Key value for chemical safety assessment

Repeated dose toxicity: via oral route - systemic effects

Link to relevant study records

Reference

Endpoint:

short-term repeated dose toxicity: oral

Type of information:

experimental study

Adequacy of study:

key study

Study period:

2017

Reliability:

1 (reliable without restriction)

Rationale for reliability incl. deficiencies:

guideline study

Reason / purpose for cross-reference:

reference to same study

Qualifier:

according to guideline

Guideline:

OECD Guideline 422 (Combined Repeated Dose Toxicity Study with the Reproduction / Developmental Toxicity Screening Test)

Version / remarks:

The study was performed in accordance with the original study plan and subsequent amendments with the following deviations:
- Thyroid and parathyroid glands were lost at necropsy for group 2 male no. 129.
- On Day -16 (pretest) during mortality check, control female no. 115 was found in the cage of female nos. 116 to 120. Consequently, these animals were housed in group of 6 for a few hours.

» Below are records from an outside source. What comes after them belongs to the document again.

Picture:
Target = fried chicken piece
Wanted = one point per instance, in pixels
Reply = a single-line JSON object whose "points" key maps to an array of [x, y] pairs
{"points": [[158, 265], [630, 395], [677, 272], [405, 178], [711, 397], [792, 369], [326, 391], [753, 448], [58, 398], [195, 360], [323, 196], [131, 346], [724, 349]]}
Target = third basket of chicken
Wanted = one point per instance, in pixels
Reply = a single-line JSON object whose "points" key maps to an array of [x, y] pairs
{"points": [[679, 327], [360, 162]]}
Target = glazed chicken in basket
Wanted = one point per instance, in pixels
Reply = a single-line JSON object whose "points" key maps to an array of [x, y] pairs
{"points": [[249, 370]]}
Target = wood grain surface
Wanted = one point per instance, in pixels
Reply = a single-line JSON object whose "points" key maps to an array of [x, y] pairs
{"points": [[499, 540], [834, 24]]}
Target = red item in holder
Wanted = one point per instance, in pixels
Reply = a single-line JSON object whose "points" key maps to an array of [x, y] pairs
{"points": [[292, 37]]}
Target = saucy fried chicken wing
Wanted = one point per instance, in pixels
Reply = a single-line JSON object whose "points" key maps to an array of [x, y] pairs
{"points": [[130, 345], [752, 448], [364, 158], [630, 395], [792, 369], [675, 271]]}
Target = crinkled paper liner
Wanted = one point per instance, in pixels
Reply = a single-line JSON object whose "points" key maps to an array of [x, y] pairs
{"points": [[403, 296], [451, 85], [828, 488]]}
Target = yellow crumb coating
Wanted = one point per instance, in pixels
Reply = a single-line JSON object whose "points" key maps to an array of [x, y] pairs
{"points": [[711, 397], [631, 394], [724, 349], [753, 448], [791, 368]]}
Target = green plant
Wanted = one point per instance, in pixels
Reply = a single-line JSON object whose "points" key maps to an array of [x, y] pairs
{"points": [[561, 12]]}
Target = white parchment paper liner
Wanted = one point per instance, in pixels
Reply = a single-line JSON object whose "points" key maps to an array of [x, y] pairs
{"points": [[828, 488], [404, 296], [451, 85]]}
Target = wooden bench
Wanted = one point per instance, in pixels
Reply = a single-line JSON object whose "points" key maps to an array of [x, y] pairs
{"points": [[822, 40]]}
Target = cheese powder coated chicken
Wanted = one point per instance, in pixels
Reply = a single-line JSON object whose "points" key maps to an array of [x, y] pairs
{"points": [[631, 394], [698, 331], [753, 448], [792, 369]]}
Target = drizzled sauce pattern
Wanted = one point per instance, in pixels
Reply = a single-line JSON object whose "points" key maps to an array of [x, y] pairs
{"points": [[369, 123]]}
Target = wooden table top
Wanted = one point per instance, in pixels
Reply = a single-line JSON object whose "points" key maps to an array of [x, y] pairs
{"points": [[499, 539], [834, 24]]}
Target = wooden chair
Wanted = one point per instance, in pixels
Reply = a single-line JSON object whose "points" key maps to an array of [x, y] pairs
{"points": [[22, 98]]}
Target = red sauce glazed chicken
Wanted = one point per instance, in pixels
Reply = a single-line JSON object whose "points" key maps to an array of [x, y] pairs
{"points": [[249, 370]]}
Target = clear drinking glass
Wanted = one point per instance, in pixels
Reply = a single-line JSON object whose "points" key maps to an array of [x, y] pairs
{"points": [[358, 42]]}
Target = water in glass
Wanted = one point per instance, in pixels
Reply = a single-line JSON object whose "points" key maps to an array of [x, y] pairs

These deviations were considered not to have affected the outcome or the achievement of the study objectives.

Deviations:

no

GLP compliance:

yes (incl. QA statement)

Limit test:

no

Specific details on test material used for the study:

Batch no. : HD0379UD11

Species:

rat

Strain:

Wistar

Details on species / strain selection:

Crl: WI (Han)

Sex:

male/female

Details on test animals or test system and environmental conditions:

TEST ANIMALS
- Source: Charles River Laboratories France, Domaine des Oncins, 69210 Saint-Germain-Nuelles, France.
- Females nulliparous and non-pregnant: yes
- Age at study initiation: the virgin males were approximately 11 weeks old at the start of treatment - The virgin females were approximately 13 weeks old at the start of treatment
- Weight at study initiation: males: body weight range 324 to 432 g; females: body weight range 203 to 244 g
- Fasting period before study:
- Housing: Group housed males and females and individual housed females, including females during mating and with litters, were housed in plastic cages in compliance with European Regulations (Directive 2010/63/EU). Cellulose bedding (Serlab, Montataire, France) or dust-free sawdust (SDS/Dietex, Argenteuil, France) made from spruce tree wood, analysed at least twice a year for chemical and bacterial contaminants.
A small amount (handful) of shredded paper was provided as enrichment for all animals. Any isolated animals had free access to a wooden gnaw block (Aspen Bricks, Le comptoir des sciures, France).
Furthermore, tissue paper was also provided as enrichment for females towards the end of gestation.
- Diet: ad libitum
- Water: ad libitum
- Acclimation period: Males: 8 days between arrival and the start of treatment, Females: 8 days between arrival and start of pre-test estrous cycle smears.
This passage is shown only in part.